# Possibly looking for a new home... 2 x Male rats



## mlynnc (Aug 24, 2009)

Circumstances have changed in my life and I am looking for a new home for my 2 male dumbo rats.

I will only rehome to an experienced rat owner.

Soot is just over 2 years old now. He is a Siamese dumbo rat... and quite a big boy. He is the most gentle rat I've ever had! Although completely healthy, he does have a small growth between his shoulder blades which doesn't appear to affect him in any way.

Alfie is about 1.5 years old now. He is a dumbo rat also (although has higher set ears than Soot) and I'm not sure of his markings. He is smaller than Soot, but Alfie is definitely the boss! Alfie is quite a cheeky boy... and a bit more social than Soot.

Both boys are extremely gentle and love to be handled. Soot will happily sit on your shoulder. Alfie is a bit more active, he doesn't like to hang around - always on the move!

This is when they first met (Soot was obviously older )


----------



## blade100 (Aug 24, 2009)

ohhh what beautiful handsome boys,shame your too far away.:001_tt1:


----------



## mlynnc (Aug 24, 2009)

For a loving home... I wouldn't mind the travel.


----------



## blade100 (Aug 24, 2009)

do they have a cage?

would you want a donation?


----------



## mlynnc (Aug 24, 2009)

Yes, I've got a Freddy 2 full of accessories. I've also got cage cleaner, litter, etc.

No donation required to the right person, just a good home.

Have a few people asking me about them... so, we'll see how things go.


----------



## blade100 (Aug 24, 2009)

ok no worries but if it doesn't work out then pm me and i'd be happy to take them.
i have had rats for 12 years,have two 20 month old boys who live in a huge rabbit cage due to them being very clumsy and falling off there shelves and out of there hammocks.

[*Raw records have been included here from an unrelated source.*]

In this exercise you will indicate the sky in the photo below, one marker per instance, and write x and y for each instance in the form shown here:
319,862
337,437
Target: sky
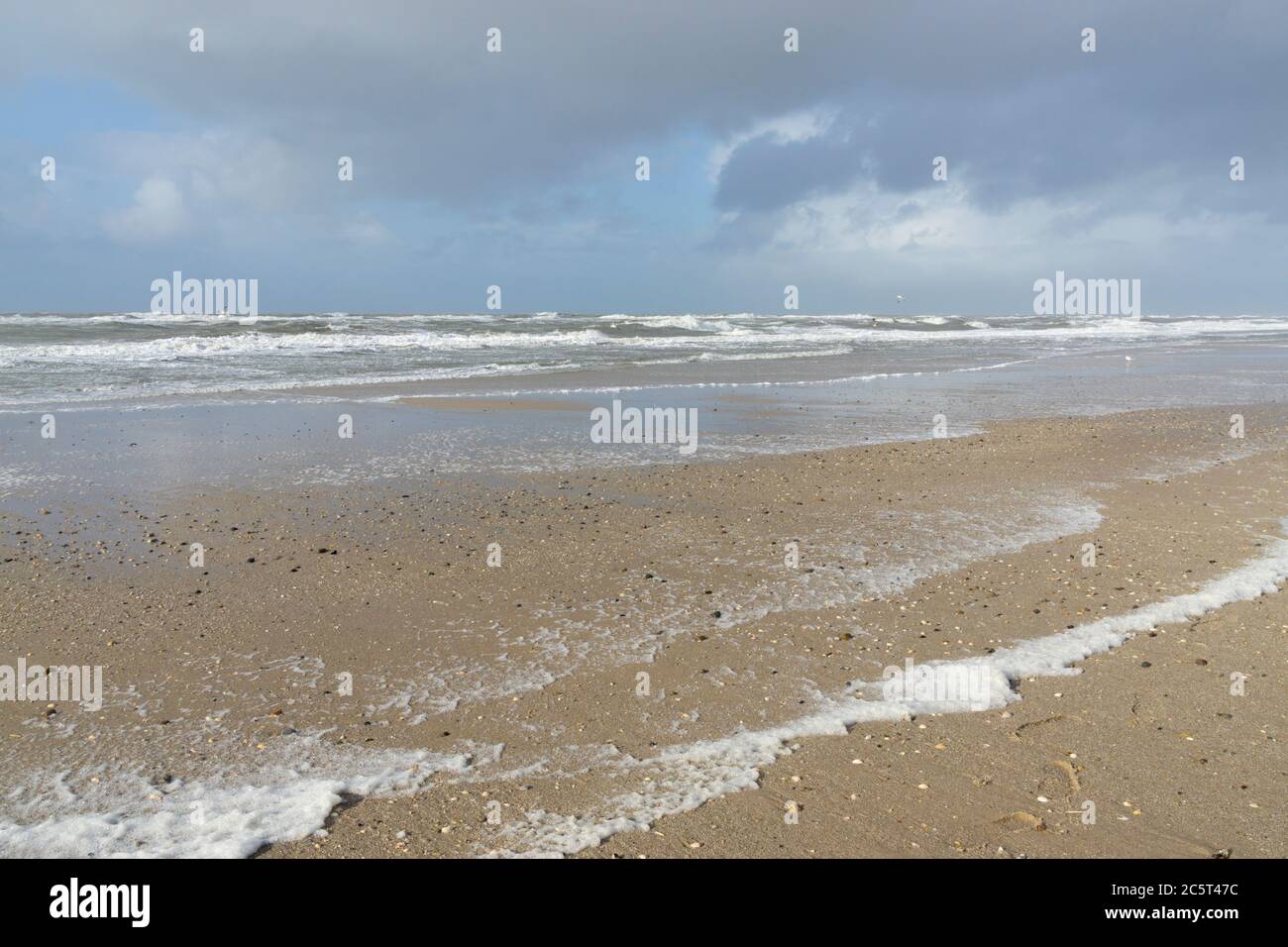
767,167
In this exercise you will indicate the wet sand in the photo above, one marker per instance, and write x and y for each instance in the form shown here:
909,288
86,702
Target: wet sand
519,684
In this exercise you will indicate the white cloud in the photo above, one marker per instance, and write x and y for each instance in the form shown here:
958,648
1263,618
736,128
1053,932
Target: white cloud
158,213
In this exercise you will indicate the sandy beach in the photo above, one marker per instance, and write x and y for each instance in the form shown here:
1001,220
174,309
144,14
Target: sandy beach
669,661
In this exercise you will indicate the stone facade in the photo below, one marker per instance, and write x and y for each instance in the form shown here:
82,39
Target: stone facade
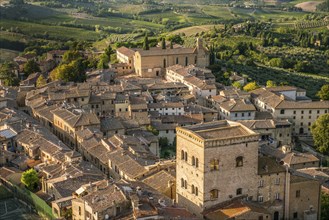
227,164
153,62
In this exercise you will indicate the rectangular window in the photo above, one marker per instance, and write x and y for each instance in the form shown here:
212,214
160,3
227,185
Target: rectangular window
214,194
277,181
277,196
297,193
214,164
295,215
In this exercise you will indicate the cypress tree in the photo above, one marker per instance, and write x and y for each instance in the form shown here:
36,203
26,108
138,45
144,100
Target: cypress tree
163,43
146,43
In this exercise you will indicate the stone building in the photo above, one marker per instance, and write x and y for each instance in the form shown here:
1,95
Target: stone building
288,102
153,62
222,154
99,201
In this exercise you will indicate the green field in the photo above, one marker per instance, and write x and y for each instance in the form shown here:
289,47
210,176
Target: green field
59,32
7,55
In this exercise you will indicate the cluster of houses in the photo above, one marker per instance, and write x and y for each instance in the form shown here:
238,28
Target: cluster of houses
98,145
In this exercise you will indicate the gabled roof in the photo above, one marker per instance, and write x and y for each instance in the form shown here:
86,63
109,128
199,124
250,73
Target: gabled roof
155,51
83,119
237,105
126,51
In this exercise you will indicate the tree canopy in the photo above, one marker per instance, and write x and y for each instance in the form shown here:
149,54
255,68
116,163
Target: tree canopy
324,206
30,179
71,55
146,45
7,74
250,86
324,92
74,71
320,132
270,83
31,66
41,81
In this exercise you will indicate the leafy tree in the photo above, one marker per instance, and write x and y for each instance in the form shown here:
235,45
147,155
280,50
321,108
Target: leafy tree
324,206
71,55
152,129
270,83
324,92
276,62
175,38
250,86
74,71
103,62
7,74
109,51
320,132
237,85
41,81
30,179
31,67
146,45
16,2
163,142
163,43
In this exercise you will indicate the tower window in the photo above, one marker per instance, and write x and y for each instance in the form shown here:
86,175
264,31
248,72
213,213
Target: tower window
214,194
214,164
239,161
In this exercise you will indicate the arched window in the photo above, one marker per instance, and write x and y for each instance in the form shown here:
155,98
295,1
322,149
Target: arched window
214,164
239,161
193,160
214,194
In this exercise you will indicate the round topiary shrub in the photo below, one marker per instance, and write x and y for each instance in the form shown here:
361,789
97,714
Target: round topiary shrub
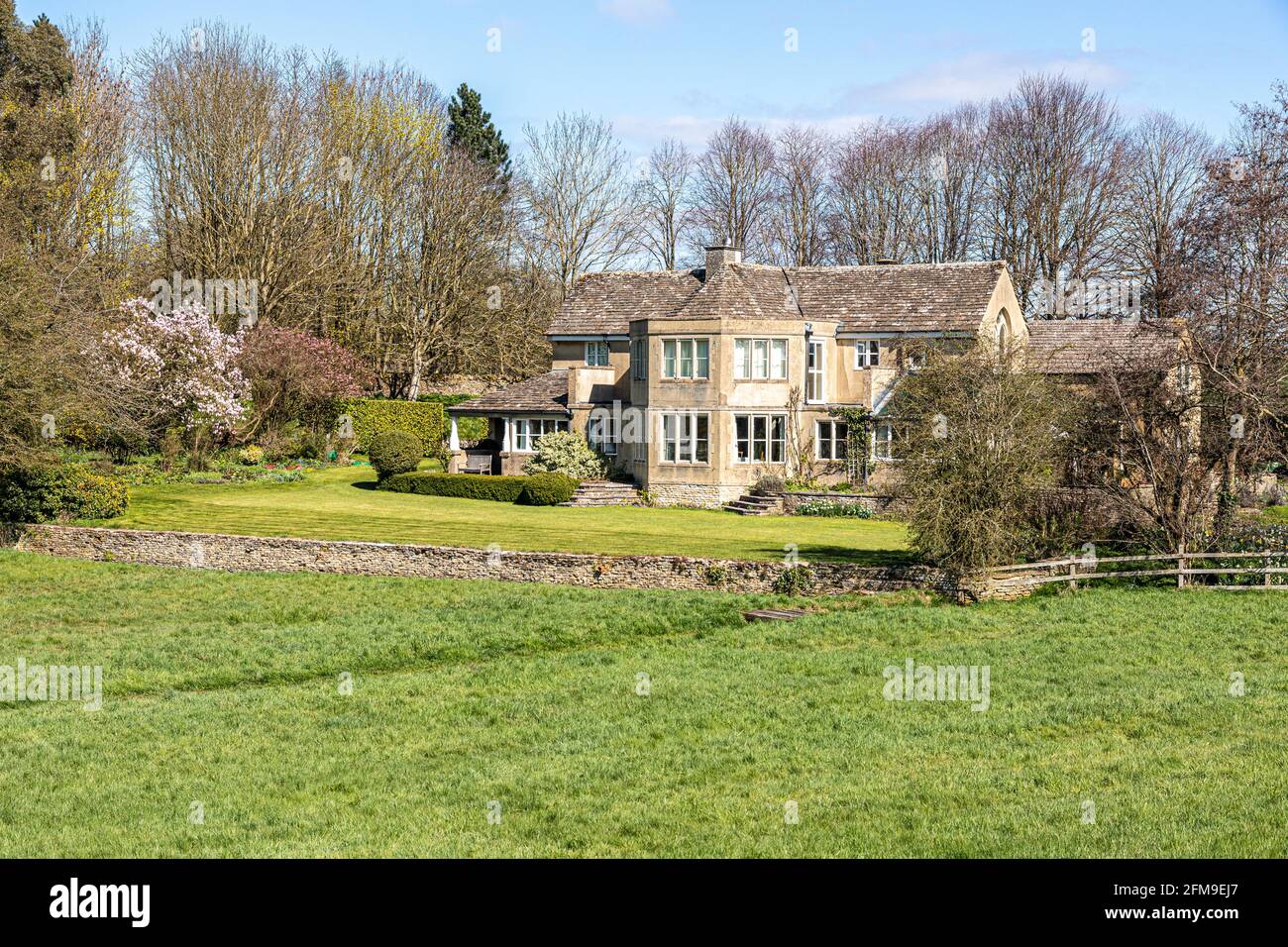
394,451
548,489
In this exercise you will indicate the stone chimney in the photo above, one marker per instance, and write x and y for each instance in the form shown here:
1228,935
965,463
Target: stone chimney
721,256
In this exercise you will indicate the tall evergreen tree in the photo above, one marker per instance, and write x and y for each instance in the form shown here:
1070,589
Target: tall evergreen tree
472,131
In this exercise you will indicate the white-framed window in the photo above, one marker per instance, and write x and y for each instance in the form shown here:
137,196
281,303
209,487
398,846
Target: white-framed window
760,438
883,441
867,354
528,431
686,359
686,438
829,440
760,360
814,390
601,432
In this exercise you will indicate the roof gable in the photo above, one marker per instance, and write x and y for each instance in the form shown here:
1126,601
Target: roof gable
913,298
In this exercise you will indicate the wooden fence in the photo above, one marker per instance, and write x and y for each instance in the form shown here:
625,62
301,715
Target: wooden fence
1184,566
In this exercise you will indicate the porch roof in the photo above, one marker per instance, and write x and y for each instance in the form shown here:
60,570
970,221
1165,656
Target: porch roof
541,394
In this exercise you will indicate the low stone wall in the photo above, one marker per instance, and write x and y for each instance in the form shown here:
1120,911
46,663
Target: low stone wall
875,502
282,554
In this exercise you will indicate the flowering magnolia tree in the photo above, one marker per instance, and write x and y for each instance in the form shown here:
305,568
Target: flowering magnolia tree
175,368
296,376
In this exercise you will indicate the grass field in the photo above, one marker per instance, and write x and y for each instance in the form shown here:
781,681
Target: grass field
222,689
340,504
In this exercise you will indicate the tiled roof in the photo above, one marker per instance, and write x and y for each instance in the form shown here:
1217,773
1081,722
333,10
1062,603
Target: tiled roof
605,303
1081,347
540,394
914,298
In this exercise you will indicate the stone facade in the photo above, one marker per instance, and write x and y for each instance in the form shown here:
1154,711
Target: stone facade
282,554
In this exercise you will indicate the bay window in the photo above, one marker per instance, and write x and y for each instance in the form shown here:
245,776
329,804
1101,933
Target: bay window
686,438
760,360
760,438
829,440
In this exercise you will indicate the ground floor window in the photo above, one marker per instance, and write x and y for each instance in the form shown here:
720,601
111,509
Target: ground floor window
829,440
883,441
528,429
686,438
761,438
601,433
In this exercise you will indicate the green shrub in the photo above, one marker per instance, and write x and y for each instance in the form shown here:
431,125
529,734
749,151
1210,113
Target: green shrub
548,489
567,453
831,508
465,486
467,428
372,416
252,455
394,451
797,579
71,491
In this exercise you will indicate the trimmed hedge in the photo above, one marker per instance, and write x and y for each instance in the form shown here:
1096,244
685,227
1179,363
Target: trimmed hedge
374,416
71,491
467,486
394,453
548,489
468,428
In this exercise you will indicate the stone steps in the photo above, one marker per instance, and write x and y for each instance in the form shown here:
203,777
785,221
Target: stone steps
755,505
604,493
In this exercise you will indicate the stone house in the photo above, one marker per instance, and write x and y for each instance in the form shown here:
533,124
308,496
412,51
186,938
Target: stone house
697,382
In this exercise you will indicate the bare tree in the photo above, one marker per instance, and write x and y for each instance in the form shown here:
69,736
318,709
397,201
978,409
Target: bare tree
877,182
735,187
579,196
1055,174
664,202
798,217
1166,169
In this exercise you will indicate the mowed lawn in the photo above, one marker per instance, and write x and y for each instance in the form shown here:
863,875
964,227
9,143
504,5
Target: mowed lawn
224,689
340,504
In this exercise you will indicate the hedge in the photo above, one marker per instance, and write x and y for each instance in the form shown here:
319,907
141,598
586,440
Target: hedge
71,491
374,416
468,486
467,427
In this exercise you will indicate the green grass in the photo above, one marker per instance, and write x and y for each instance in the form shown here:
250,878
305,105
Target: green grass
339,504
223,689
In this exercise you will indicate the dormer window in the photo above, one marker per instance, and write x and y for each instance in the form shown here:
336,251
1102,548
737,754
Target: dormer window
867,354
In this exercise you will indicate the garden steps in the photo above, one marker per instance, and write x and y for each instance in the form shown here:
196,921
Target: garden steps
755,504
604,493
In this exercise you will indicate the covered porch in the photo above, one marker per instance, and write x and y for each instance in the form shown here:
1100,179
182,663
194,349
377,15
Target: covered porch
516,416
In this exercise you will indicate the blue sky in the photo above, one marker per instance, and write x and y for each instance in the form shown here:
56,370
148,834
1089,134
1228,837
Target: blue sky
678,67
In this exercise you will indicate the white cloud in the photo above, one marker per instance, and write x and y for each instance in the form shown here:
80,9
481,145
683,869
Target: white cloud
982,76
638,11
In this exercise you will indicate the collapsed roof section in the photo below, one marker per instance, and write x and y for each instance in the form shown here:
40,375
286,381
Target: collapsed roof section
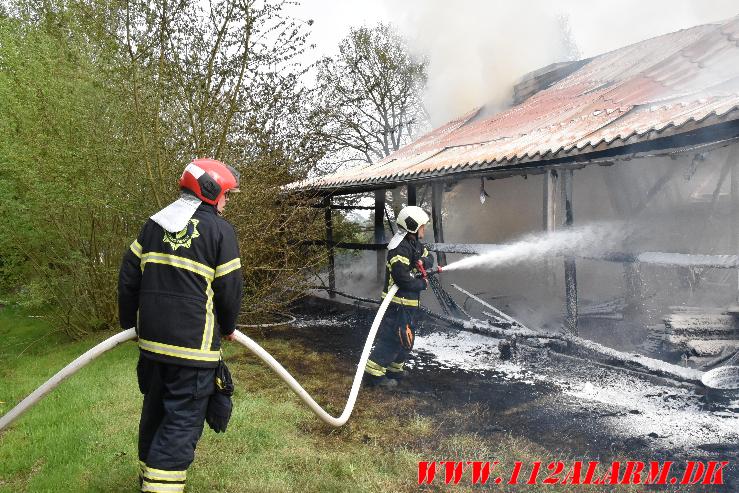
665,86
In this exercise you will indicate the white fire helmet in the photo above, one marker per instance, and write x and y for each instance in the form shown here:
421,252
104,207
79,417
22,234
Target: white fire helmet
410,219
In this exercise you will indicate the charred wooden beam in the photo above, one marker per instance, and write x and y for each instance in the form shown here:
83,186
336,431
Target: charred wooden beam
329,245
549,214
437,195
735,214
380,233
570,268
412,194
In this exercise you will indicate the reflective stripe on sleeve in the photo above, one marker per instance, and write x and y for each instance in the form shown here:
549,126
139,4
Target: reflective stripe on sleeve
400,258
136,248
228,267
209,319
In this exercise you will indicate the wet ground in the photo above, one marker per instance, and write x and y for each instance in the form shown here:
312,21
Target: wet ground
570,406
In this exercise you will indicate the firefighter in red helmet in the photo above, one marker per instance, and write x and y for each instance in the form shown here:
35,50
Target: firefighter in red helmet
180,286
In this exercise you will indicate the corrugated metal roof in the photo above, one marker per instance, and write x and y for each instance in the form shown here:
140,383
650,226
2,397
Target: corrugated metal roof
664,85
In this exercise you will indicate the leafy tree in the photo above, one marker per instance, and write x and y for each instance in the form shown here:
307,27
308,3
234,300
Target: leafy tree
372,92
102,104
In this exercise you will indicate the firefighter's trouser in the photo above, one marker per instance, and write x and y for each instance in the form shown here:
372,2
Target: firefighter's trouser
172,417
389,354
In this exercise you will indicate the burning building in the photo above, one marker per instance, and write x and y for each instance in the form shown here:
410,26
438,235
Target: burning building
642,140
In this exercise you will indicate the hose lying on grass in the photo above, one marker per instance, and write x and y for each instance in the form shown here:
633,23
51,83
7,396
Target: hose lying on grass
242,339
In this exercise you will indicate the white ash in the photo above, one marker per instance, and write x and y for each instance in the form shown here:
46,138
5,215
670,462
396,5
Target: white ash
673,416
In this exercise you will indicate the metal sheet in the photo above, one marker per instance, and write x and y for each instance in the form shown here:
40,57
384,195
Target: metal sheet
675,82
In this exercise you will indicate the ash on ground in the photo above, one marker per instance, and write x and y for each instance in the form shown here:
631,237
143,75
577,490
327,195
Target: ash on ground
565,404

there cage is full of hammocks etc,i use eco pet bed and paper cat litter in there trays,they are fed a dry quality rat mix with dried pasta,seeds,banana chips,james wellbeloved lite dog food,and they get fresh veggies and fruit everyday along with some cooked dinner at night.

amy x


----------



## blade100 (Aug 24, 2009)

oh and they are free ranged 2 hours everyday


----------



## mlynnc (Aug 24, 2009)

Are you able to meet halfway or anything?


----------



## blade100 (Aug 24, 2009)

sorry but i don't have transport
and i don't have anyone to take me either.

don't worry if you can't get to me i understand,but they are lovely squishy lads and i'm sure they will get a lovely home soon.xx


----------



## mlynnc (Aug 24, 2009)

blade100 said:


> sorry but i don't have transport
> and i don't have anyone to take me either.
> 
> don't worry if you can't get to me i understand,but they are lovely squishy lads and i'm sure they will get a lovely home soon.xx


You sound like you could give my boys a lovely home... I'm just not sure I can make a 3 hour round-trip to bring them to you.


----------



## blade100 (Aug 24, 2009)

mlynnc said:


> You sound like you could give my boys a lovely home... I'm just not sure I can make a 3 hour round-trip to bring them to you.


don't worry about it i totally understand,have you tried racr member on here?
she runs a rat rescue as well as taking on other animals and she re homes to only suitable homes.
home checks are done and adoption procedure papers are filled out.

she lives in nottingham but travels all over the country to collect animals and she has a few ratty fosterers as i used to be one.and there all lovely and each fosterer is checked every 3 months just to be safe!

hope this helps and that your lush lads get a nice loving new home:001_wub:


----------